Hot market draws mortgage scams


Saturday, November 12th, 2005

Derrick Penner
Sun

CREDIT: Steve Bosch, Vancouver Sun Gordon Altman, a private mortgage lender who was victimized by fraud, is a believer in title insurance.

Independent mortgage lender Gordon Altman thought he was simply closing another deal last year when he gave an elderly White Rock man a $250,000 mortgage against a $500,000 house he said he planned to sell.

The man and his identification had already been verified by a lawyer who provided legal advice, and by a mortgage broker known to Altman.

It wasn’t until Altman checked with the White Rock realtor who was handling the listing that he discovered the man didn’t own the house and had fooled them all in a brazen scam known as title fraud, a crime that is becoming more common in B.C.’s hot real estate market.

“Lo and behold, the real estate agent said, ‘Who the hell are you,’ ” Altman recalls.

When Altman told the realtor he held a mortgage against the property, she said that would have been impossible.

“She said ‘there is no mortgage, and couldn’t be because the owner is dead,” Altman said.

The realtor represented the heirs of the owner, who lived out the final years of his life in a Winnipeg nursing home.

Susan Leslie, vice-president of claims for the insurance firm First Canadian Title, said title fraud has become the biggest source of claims to her company, accounting for 36 per cent of the money paid out in 2004, compared to only six per cent in 2000.

Leslie added that B.C. has become her company’s second biggest source of claims as fraud artists are drawn to the province’s high-priced real estate.

“As property values increase, the crime becomes more lucrative,” she explained. “If properties are worth an average of $500,00, you can get a lot more by mortgaging a house in Vancouver than in Regina, where a house is only worth $100,000.”

Leslie said there is no central repository for reporting such crimes, but she estimates that it costs victims hundreds of millions of dollars annually.
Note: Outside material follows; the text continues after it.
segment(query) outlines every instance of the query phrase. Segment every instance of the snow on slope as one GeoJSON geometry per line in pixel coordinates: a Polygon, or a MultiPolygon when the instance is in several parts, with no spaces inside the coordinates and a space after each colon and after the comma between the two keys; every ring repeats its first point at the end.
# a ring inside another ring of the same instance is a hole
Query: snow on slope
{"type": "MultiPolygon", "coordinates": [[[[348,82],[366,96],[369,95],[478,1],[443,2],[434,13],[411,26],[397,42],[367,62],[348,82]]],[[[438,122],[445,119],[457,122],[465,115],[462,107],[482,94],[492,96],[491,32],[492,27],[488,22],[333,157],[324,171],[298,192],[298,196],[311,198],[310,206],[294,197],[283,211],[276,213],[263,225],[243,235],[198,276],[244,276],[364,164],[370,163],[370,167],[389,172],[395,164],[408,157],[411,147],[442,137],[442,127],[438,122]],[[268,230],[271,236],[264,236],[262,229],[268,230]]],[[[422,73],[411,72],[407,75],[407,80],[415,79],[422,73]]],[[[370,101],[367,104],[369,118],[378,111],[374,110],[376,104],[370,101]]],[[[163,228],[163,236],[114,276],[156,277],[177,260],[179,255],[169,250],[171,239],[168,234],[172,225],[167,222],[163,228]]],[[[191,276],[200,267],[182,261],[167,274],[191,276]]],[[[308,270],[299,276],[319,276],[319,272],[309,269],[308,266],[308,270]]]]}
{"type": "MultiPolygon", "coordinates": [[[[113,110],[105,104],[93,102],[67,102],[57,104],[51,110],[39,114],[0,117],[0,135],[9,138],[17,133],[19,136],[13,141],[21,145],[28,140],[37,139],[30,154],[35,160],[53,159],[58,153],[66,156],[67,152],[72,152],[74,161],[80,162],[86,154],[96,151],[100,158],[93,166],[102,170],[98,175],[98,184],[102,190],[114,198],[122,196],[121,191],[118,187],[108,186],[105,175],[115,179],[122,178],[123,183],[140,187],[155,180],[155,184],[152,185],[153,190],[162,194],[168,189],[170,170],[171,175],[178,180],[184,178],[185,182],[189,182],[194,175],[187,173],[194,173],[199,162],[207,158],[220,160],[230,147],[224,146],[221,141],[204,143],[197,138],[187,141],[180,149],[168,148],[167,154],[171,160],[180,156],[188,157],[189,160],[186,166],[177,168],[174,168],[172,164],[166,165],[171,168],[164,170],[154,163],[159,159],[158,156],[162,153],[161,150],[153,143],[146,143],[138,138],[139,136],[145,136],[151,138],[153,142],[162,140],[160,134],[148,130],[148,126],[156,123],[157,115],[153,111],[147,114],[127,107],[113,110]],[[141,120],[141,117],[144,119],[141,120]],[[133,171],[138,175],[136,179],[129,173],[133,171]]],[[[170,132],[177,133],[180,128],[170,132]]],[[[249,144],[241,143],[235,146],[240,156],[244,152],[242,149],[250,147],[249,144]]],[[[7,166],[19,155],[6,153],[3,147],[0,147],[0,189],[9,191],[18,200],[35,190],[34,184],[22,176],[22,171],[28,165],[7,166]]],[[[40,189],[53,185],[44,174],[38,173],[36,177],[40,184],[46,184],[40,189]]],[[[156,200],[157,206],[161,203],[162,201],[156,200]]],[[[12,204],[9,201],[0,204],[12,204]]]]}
Title fraud is, at its core, identity theft, Leslie said.

A criminal assumes the identity of a homeowner, preferably one who owns a property free and clear because there is then less paperwork involved in obtaining a mortgage. He then uses false identification to either obtain a mortgage, or to forge the transfer of a property’s title to another person, again often using a stolen identity.

The person to whom the title is transferred then fraudulently obtains a mortgage against the property and makes off with the proceeds from the loan.

Leslie said the real property owner often does not find out he or she has been victimized until the mortgage lender comes looking for repayment of the loan, which is in a name the owner has never heard of.

She added title fraud is made easier by the proliferation of mortgage brokers who deal online, where “the race in the mortgage industry is for fast approvals,” and the identification of applicants does not get checked until they sign documents.

In B.C., authorities are required to witness the signing of property title transfer documents, but Leslie said many scam artists have no qualms about forging those as well.

She noted that provinces maintain funds to protect homeowners against title fraud, but claim periods can be lengthy and don’t always cover a victim’s entire losses.

Altman said he was lucky because he had taken out title insurance on the mortgage, which protected him from the fraud. Besides being an independent lender, he is also a real estate lawyer and is involved in the insurance business.

Altman added that B.C. has a special fund to compensate homeowners bilked by fraudsters. However, the fund does not protect mortgage lenders.

He said his own experience makes him more of a believer in title insurance, which does protect lenders.

In his case, police were able to track down a suspect, a 62-year-old who faced charges for another similar crime.

Investigators also discovered that the $250,000 from the mortgage had been converted to gold coins, but the suspect was killed in a car crash before he could be charged.

Altman said the coins were never found.